12.Im Dickdarm findet „lediglich“ die Verwertung der Stoffwechselendprodukte aus Nahrungsresten statt.
 
13.Mehr als 100 Millionen Nervenzellen befinden sich im Darm. Man nennt ihn daher auch zweites Gehirn.
 
14.Der Darm und sein Mikrobiom können direkt mit dem zentralen Nervensystem und somit mit dem Gehirn kommunizieren.

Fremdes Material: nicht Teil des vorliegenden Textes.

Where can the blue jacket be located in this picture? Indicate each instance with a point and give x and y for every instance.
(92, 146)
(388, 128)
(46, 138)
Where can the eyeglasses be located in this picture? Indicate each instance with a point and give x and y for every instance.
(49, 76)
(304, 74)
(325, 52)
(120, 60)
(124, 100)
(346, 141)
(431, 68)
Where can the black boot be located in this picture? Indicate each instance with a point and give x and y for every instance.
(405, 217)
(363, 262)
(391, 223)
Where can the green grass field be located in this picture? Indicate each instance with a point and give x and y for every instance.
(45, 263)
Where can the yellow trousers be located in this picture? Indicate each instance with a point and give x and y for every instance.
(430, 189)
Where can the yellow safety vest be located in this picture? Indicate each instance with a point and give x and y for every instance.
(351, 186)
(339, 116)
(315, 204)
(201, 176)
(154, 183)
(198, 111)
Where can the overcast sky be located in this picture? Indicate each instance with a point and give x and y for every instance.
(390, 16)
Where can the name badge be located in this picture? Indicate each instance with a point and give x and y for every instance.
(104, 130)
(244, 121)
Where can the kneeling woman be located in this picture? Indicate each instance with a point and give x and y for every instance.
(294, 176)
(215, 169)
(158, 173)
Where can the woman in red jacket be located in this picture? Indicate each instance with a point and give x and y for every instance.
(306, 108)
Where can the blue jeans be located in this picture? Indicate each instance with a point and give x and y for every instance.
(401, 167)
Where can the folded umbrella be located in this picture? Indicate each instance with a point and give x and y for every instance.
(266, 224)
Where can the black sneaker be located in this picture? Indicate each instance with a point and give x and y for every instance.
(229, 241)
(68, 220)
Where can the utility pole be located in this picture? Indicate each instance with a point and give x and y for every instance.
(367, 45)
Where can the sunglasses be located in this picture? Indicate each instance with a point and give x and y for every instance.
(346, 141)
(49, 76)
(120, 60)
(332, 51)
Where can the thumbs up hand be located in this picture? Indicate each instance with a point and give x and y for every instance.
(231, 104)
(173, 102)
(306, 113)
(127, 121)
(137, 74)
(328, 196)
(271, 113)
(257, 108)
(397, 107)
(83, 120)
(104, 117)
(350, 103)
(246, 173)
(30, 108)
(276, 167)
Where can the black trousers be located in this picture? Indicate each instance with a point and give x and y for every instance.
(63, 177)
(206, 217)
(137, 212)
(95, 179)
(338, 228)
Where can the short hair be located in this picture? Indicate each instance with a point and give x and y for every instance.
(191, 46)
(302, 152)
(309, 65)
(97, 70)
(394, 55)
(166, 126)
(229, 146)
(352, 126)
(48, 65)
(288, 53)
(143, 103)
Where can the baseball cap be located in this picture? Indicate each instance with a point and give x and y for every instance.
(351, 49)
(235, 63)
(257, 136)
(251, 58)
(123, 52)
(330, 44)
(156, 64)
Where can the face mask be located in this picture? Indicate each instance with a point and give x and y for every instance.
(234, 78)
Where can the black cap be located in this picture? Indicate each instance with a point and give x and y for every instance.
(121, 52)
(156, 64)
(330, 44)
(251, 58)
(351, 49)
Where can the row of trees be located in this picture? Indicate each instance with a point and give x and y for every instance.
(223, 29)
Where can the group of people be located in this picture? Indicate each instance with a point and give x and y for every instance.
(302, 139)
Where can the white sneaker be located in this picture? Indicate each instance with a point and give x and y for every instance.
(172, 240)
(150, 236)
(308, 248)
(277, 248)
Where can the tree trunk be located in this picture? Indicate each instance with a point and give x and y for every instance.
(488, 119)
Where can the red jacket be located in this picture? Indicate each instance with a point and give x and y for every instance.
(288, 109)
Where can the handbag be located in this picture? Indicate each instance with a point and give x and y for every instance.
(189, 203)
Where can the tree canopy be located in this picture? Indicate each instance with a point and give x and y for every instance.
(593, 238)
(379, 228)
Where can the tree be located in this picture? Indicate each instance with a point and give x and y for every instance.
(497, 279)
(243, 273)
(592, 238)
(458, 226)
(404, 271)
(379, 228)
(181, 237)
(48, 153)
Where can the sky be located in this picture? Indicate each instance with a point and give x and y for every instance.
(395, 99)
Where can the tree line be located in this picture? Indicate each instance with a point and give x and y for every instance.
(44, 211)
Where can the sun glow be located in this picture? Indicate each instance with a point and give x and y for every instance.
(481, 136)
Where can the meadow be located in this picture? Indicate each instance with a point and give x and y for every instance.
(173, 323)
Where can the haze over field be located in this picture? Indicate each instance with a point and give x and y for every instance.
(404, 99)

Dieses Kommunikationssystem nennt man Darm-Hirn-Achse.
 
15.Die Darm-Hirn-Achse, also die Verbindung von Darm und Gehirn, läuft auf unterschiedlichen Wegen, vor allem aber über den Vagusnerv. Auf dieser „Autobahn“, die die beiden Organe neuronal miteinander vernetzt, kommunizieren Darm und Hirn mithilfe verschiedener Botenstoffe, wie. z. B. Hormone und kurzkettige Fettsäuren.
 
16.Der Informationsaustausch verläuft in beide Richtungen. Etwa 90 % der Kommunikation bzw. der Nervenbahnen gehen dabei jedoch vom Darm aus Richtung Gehirn. Nur 10% Steuerung kommen aus dem Gehirn im Darm an und regeln beispielsweise die Sekretion der Verdauungssäfte.
 
17.Der Darm beeinflusst also die Psyche stärker als umgekehrt. Er steuert, ob wir Appetit haben oder satt sind, er kann das Lernen verbessern und die Stimmung negativ wie positiv beeinflussen.
 
18.Dauerstress, Ängste oder familiäre Konflikte sind Faktoren, die das Darmmikrobiom beeinflussen, drastisch reduzieren und dauerhaft verändern.
 
19.Verdauungsstörungen, entzündliche Veränderungen der Darmschleimhaut und Abnahme der Mikrobiota können psychische Störungen wie bipolare Störungen, Panikattacken und Depressionen auslösen.
 
20.Schlafmangel, unregelmäßige Schlafmuster (z. B. bei Schichtarbeit) können das Mikrobiom schädigen, verändern und reduzieren.
 
21.Chronische Infektionen und andere chronische Prozesse, wie entzündliche Darmerkrankungen, können das Gleichgewicht und die gesunden Funktionen des Mikrobioms direkt schädigen.
 
22.Entzündlich-rheumatische Schmerzerkrankungen, sowie auch Allergien und Autoimmungeschehen werden aus einem gestörten Mikrobiom gespeist.